I never thought I would be capable of facilitating such conversations. At times it can feel as if I'm blindly sharing the most personal part of my existence and offering it up for debate to anyone but there is no intimacy without vulnerability - with that comes unusual and sometimes intimidating experiences. To truly be vulnerable in art is to put yourself out there for critique, with no expectations of how you may be perceived - this project is the most vulnerable I think I've ever been through my work, with my body hair serving entirely as the inspiration. My thoughts and feelings seem to be on this relentless cycle with nothing ever staying the same but if I can be open about these feelings, it normalises them and creates a space for healthy conversation to happen.

To protest the norms and expectations that surround us and look at our bodies without the ever-present male gaze, is to reclaim a part of our expression that we've been told is unwomanly. Understanding why it is that we choose to remove our body hair and questioning our relationship with it, provides us with our own perspectives. Rather than accepting what it deemed to be palatable for women, we must question what it so unacceptable about female body hair and why the way we're viewed in society changes when we choose to reclaim it.

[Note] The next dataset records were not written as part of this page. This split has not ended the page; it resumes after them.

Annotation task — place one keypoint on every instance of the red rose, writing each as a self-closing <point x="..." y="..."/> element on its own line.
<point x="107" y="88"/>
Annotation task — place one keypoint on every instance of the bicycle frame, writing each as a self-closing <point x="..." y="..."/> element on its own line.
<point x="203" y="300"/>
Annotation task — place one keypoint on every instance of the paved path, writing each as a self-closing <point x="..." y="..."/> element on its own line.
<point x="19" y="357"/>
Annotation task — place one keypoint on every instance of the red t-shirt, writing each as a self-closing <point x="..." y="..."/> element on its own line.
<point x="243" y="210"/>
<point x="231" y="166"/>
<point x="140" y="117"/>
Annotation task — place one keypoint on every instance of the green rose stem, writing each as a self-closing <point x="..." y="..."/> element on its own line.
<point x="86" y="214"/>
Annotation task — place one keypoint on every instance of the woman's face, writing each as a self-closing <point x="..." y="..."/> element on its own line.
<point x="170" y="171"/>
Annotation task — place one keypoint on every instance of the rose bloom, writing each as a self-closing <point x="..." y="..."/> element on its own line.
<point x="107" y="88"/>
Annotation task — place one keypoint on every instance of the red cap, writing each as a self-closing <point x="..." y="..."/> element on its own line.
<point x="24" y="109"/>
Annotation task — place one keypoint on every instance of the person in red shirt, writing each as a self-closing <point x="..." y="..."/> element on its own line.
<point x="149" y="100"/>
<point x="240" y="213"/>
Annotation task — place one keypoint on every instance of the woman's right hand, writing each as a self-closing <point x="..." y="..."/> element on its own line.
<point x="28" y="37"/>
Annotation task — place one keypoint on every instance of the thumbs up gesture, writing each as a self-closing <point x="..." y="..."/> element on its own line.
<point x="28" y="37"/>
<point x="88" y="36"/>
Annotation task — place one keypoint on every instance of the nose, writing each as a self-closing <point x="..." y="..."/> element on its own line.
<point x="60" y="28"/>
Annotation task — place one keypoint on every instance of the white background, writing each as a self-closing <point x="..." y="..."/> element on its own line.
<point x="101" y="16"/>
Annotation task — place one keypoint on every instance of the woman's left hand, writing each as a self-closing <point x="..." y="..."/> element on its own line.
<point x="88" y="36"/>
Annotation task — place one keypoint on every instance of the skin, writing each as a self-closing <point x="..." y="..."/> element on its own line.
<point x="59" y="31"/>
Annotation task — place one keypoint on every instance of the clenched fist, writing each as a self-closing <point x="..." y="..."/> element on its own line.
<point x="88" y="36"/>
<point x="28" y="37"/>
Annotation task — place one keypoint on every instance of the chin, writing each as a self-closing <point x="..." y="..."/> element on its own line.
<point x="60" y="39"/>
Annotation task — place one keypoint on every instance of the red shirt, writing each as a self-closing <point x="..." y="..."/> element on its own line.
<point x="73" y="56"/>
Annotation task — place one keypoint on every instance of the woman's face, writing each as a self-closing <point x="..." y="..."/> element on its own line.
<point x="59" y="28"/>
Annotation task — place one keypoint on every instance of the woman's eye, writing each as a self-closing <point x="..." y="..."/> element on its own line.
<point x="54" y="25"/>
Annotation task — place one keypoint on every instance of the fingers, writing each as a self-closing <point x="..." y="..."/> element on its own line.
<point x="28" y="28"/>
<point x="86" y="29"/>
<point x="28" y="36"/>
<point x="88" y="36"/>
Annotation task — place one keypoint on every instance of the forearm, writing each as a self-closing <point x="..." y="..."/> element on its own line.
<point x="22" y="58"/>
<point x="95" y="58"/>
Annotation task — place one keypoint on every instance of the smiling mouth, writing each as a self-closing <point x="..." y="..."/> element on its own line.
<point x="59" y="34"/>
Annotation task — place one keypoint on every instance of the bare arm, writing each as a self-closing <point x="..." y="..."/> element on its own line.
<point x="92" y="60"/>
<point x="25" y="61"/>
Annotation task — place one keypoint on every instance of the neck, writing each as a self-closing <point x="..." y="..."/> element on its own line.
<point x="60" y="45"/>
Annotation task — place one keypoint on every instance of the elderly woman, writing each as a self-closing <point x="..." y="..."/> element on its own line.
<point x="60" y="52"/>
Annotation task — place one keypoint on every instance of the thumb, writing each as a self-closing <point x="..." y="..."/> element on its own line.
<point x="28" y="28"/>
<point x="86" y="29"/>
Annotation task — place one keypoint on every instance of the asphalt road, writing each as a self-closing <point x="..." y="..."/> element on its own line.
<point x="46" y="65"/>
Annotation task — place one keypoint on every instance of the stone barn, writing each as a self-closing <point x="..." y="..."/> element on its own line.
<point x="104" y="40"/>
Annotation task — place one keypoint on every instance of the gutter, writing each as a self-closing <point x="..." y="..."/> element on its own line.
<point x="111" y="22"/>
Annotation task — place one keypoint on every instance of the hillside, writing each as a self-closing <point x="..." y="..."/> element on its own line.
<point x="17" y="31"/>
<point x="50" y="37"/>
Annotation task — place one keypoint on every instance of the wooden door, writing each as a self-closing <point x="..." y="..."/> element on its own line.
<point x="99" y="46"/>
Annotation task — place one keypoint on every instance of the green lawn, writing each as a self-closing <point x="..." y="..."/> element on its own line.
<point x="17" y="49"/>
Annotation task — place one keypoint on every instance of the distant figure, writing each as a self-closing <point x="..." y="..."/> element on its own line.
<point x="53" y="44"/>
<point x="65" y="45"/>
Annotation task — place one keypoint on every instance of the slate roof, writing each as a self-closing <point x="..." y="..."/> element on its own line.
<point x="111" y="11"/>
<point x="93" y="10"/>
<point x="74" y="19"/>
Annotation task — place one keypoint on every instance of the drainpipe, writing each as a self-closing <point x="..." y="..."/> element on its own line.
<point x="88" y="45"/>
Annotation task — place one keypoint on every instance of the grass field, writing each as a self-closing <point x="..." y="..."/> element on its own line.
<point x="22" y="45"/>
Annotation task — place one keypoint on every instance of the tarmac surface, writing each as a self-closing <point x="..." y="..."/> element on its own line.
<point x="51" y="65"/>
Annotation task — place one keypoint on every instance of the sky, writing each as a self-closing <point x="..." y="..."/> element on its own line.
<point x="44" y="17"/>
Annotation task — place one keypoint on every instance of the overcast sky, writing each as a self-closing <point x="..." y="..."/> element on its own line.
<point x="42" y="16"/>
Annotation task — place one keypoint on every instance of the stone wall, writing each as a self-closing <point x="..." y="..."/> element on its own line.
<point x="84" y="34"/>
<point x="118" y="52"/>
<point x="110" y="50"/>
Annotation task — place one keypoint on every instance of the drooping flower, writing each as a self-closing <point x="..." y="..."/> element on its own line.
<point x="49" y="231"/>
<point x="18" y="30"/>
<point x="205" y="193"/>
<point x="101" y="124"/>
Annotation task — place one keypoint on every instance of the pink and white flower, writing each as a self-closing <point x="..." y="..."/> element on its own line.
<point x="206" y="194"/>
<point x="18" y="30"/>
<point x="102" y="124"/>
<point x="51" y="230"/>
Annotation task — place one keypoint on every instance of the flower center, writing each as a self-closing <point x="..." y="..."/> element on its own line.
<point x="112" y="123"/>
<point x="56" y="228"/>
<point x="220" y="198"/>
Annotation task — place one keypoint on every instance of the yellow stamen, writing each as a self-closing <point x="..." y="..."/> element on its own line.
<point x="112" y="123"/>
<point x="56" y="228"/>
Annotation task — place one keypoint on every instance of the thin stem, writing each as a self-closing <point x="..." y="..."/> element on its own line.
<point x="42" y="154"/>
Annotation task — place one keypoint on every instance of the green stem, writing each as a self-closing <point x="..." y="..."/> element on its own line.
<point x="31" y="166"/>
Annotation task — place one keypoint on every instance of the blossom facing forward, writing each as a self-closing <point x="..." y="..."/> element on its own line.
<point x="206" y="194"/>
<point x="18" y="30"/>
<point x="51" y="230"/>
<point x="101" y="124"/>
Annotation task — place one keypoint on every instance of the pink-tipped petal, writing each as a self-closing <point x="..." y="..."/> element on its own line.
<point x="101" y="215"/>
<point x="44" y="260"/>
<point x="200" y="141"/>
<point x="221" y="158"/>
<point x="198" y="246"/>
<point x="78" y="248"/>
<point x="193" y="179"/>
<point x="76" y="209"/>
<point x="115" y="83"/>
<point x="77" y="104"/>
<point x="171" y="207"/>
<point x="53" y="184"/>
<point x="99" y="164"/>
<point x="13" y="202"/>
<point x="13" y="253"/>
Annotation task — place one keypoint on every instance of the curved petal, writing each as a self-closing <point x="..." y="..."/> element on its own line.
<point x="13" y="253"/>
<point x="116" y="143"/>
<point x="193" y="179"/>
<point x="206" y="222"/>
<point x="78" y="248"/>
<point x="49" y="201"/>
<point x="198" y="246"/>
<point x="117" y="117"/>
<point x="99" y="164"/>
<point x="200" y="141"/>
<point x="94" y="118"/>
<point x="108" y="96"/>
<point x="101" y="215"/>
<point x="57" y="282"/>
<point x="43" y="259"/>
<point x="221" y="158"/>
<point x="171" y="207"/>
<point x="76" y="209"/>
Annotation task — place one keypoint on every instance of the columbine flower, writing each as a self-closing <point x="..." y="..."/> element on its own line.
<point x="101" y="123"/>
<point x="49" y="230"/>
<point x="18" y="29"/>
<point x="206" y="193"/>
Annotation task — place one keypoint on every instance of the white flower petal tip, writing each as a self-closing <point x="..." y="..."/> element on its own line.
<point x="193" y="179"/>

In Louise Tondeur's "A history of pubic hair, or reviewers' responses to Terry Eagleton's After Theory" she states that "Hair is either silly or obscene. But if something is being called silly, it's likely there is political motivation, an attempt at subjection and the removal of power involved in the process. Female body hair is silly, masturbation is silly, women's writing is silly, because to call them anything else would be to allow them to unleash their power"

The foundations of what it means to be a woman are so fragile that something as menial as female body hair, can threaten femininity entirely.  In Alice Macdonald's "Hair on the lens: female body hair on the screen" she states that "A woman with hair growing in an area socially deemed male - like the chin, or the upper - will be seen as failing to fit gender expectations and will be regarded as transgressing one of society's cherished classifications. These women are treated with social disapproval since the failure to remove the offending hair - the 'matter out of place' -  will be seen as a sign that she wishes to destabalise society itself."  A woman with body hair is read as a powerful and disruptive manifestation of sexuality and threatening to patriarchal order. The fragility of society's classification of femininity means that we can construct our own definition of what it means to be a woman.

I am woman with body hair. I should not have to justify that to anyone yet even throughout this project I’ve found sometimes I’m doing exactly that - over explaining and giving out the exact reasons I choose to grow my hair, when actually the only person it concerns is myself. The further I go into this project the more complex my relationship gets and the more shocked I become at how misconceptions about female body hair are embedded into everything. To be publicly open about body hair as a woman opens you up to all kinds of criticism, not all of it being from a place of curiosity. My work in this project has taught me that despite the space I may create to facilitate the necessary conversations, not everyone is as accepting as they claim to be, especially towards topics that are still considered off-limits. 

To be vulnerable is to share a part of yourself that hasn’t been available to everyone before. For me “The Battle of My Body Hair” is the most vulnerable I’ve ever been but the project has almost taken on a alternative meaning since it began. Female body hair will always feel like a battle, but that doesn’t mean it can’t be something we are able to celebrate.